Era il 24 novembre quando dal Senato partiva un grido d’allarme e veniva approvata all’unanimità - con 139 voti favorevoli - una commissione bicamerale d’inchiesta sul femminicidio. Un fenomeno che è «una piaga sociale, una grave violazione dei diritti umani», come l’ha definito il presidente del Senato, Ignazio La Russa. «Sbaglia chi pensa sia una questione di donne, è essenzialmente una questione di uomini, una parte di uomini non ha digerito i passi avanti della società», aveva aggiunto. E infatti, secondo il rapporto Eures che ha tracciato l’identikit degli autori dei femminicidi, in oltre nove casi su dieci i killer sono uomini. Il 57,4% delle morti è opera del partner, il 12,7% dell’ex.
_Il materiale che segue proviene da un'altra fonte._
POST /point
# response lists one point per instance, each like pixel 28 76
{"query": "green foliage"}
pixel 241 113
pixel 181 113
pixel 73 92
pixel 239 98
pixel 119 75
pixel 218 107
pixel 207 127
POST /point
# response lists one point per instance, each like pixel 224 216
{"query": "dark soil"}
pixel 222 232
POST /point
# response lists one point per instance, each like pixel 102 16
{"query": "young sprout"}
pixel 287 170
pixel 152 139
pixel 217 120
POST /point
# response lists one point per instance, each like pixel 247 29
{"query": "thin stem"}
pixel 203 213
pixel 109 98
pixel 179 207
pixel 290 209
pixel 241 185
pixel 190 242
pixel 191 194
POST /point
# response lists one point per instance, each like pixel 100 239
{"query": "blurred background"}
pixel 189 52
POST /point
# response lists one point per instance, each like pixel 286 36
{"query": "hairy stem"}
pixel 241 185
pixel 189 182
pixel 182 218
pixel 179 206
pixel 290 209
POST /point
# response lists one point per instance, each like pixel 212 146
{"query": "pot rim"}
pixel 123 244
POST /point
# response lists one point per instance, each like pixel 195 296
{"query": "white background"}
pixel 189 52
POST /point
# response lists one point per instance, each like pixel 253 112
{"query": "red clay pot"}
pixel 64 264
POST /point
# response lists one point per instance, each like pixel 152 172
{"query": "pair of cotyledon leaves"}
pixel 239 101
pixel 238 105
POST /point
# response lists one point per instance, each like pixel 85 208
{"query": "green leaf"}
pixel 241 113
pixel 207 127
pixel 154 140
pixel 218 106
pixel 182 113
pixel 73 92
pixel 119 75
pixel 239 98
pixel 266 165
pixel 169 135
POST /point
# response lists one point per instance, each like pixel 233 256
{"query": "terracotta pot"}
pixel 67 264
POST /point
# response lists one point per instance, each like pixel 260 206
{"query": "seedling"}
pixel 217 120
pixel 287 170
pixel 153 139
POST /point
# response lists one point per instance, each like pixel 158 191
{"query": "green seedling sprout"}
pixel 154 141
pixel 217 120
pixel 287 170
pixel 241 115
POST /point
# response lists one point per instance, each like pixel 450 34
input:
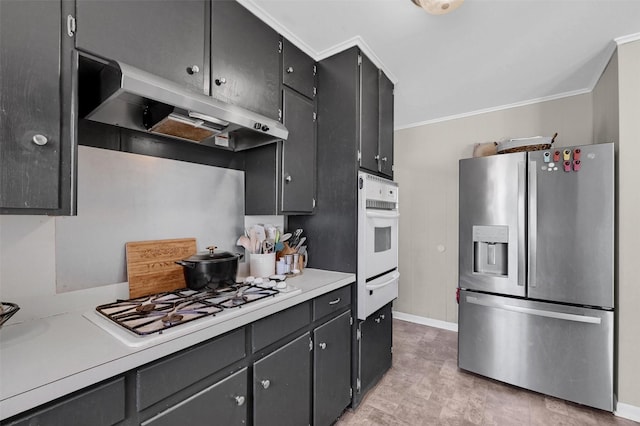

Il presidente della Repubblica, Sergio Mattarella, aveva parlato di «un’aperta violazione dei diritti umani diffusa senza distinzioni geografiche, generazionali e sociali» e aveva esortato a un’opera di «prevenzione» che “investa sulle generazioni più giovani» con «l’educazione all’eguaglianza». «Per troppe donne, il diritto a una vita libera dalla violenza non è ancora una realtà», aveva proseguito il Capo dello Stato. E la premier Giorgia Meloni aveva identificato tre pilastri essenziali per il governo: prevenzione, protezione e certezza della pena.
In occasione del 25 novembre, soltanto tre settimane fa, i luoghi della politica si erano illuminati di rosso e i nomi delle 104 donne uccise fino al 20 novembre riempivano la facciata di Palazzo Chigi. Da Guglielmina a Vera. Con l’intero governo al centro di piazza Colonna, davanti a fotografi e giornalisti per partecipare all’iniziativa «Illuminiamole», un segno dell’adesione della presidenza del Consiglio alla Giornata internazionale per l’eliminazione della violenza contro le donne. E poi i flashmob, i cortei nel fine settimana, le performance in tutta Italia. Sagome nere, panchine dipinte di rosso, letture. Ma dalla fine di novembre la violenza non si è mai fermata. Davanti a nessun appello, frase o manifestazione. E le donne uccise, a oggi, sono diventate 111. Femminicidi avvenuti soprattutto in famiglia. Gli assassini: i mariti, i compagni, i figli, gli amici. In casa, al lavoro, per strada. Con un coltello, una pistola o a mani nude. Donne vittime dell’odio e della violenza.